In the first card, we see RLO investigating some uses of a form cus’uya·dúʔ which means something like ‘with corners’. What’s interesting is how he glosses the sentence, using subscripts rather than vertical alignment. The advantage of that, of course, is that you only need a transcription tier and a translation tier to get a fairly robust “gloss” of each source word.
Here’s the relevant bit:
ʔahca1 cus’uya·dúʔ2 qawiw3 e·4 maʔu5
This5 house1 is4 built3 with2 corners2.
Admittedly, it’s not easy to read. But it seems easy to write. Note that the form in question, cus’uya·dúʔw2, has two corresponding forms in the translation, ‘with’ and ‘corners’, and we know that because both of those forms are subscripted with 2 in the translation.
It’s also interesting to note that RLO seems to have done this subscripting “alignment” work after having taken down the transcription and the translation, since the subscripts are written in pencil, not pen, which makes sense, since it kind of sucks to make someone wait unnecessarily, and figuring out the numbering would be a drag during the actual conversation.
There’s more, check out this one:
ʔama·1ṭ’í2 ʔihya3wi4 qhale5 híyeʔ6 puhšacʰqʰ7
The wind3 everything1,2 blew7S into7 a pile7 against6 the tree5
This one’s even trickier. Note the special subscript blew7S in the translation. What this means is that the gloss blew is glossing the suffix of the source form numbered 7, not the whole form. Of course, there is no indiciation here of where the morphological boundary is in the form puhšacʰqʰ (I believe it goes puhšacʰ-qʰ, but @neilalexanderwalker can correct me if I’m wrong!).

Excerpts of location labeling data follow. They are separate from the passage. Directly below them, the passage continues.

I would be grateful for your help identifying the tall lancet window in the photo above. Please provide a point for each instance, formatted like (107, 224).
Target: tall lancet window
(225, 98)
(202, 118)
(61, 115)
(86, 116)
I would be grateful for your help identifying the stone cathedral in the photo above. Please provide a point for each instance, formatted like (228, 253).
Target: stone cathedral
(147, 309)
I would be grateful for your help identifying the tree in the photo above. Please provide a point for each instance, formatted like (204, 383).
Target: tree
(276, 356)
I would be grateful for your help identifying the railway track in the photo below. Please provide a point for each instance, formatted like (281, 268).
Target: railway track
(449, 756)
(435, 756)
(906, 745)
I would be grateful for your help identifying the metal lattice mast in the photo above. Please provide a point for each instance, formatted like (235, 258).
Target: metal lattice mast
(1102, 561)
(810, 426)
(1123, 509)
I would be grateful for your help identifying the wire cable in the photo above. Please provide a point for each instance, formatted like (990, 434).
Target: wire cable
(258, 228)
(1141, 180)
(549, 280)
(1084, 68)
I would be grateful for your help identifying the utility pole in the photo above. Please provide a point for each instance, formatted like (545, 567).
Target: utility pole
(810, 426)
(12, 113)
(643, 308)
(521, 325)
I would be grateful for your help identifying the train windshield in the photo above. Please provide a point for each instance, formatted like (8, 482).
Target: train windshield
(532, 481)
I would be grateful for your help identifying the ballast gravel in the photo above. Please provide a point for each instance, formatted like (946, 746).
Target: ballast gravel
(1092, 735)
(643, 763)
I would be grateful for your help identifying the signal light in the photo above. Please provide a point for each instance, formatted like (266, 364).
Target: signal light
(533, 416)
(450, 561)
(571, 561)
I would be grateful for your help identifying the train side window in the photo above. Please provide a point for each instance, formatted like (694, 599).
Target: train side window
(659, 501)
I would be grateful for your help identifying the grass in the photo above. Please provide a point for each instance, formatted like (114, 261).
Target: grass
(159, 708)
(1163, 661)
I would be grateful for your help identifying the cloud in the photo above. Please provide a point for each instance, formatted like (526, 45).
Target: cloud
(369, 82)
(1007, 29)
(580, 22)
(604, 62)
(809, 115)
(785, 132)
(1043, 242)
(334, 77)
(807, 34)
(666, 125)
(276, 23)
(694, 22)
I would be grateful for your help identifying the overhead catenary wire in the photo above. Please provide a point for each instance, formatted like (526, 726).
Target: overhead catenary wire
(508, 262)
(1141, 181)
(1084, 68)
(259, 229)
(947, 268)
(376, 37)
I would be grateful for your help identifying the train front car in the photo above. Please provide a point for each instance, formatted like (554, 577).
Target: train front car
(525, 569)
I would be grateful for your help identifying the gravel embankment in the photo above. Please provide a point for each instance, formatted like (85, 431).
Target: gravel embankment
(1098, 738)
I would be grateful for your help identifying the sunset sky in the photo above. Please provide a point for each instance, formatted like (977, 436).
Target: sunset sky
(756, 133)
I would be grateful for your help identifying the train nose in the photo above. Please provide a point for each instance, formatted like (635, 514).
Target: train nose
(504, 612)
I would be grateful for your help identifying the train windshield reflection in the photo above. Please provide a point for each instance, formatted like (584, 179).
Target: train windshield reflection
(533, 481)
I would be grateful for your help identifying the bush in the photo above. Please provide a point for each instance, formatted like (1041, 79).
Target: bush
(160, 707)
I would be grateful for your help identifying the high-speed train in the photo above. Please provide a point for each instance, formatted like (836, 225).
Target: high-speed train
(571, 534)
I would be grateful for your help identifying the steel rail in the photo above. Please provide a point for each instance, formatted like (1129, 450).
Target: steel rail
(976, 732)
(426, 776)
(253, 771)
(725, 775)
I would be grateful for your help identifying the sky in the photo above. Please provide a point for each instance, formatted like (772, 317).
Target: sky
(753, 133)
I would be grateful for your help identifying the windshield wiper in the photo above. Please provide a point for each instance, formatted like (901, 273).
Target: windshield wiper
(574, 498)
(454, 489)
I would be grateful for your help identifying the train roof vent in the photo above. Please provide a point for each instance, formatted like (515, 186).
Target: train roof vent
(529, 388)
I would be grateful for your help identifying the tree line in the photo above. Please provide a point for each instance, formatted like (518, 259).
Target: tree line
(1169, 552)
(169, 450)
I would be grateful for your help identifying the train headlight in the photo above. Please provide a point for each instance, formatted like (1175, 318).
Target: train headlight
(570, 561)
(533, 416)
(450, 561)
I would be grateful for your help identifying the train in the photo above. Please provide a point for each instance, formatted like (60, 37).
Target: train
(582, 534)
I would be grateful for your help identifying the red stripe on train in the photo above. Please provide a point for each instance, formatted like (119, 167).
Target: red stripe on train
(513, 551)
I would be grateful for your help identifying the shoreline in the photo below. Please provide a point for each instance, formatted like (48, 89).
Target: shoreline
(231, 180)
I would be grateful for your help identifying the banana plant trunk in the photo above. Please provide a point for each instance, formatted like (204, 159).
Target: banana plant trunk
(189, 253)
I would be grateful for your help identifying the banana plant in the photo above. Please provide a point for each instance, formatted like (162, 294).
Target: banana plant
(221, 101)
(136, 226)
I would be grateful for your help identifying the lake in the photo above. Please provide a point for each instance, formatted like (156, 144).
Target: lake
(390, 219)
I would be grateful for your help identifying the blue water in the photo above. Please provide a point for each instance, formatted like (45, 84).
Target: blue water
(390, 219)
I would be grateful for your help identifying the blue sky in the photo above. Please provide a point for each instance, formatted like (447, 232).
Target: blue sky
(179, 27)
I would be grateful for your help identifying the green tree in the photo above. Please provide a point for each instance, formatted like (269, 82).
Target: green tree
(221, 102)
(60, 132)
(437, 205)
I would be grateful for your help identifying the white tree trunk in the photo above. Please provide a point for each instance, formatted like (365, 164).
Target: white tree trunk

Personally I see a lot of advantages to this system when it comes to writing…
…on paper.
Of course, the real question is, what could we get a computer to do to help us handle this “alignment” process more efficiently? Obviously FLeX-style semi-automatic glossing is part of the picture.
By the way, this notation (sans the affix bit) actually goes back quite a ways; Wilhelm von Humboldt used it when glossing Classical Nahuatl back in the day. (See the Humboldt reference via the Lehmann reference in Wikipedia, because I’m lazy.)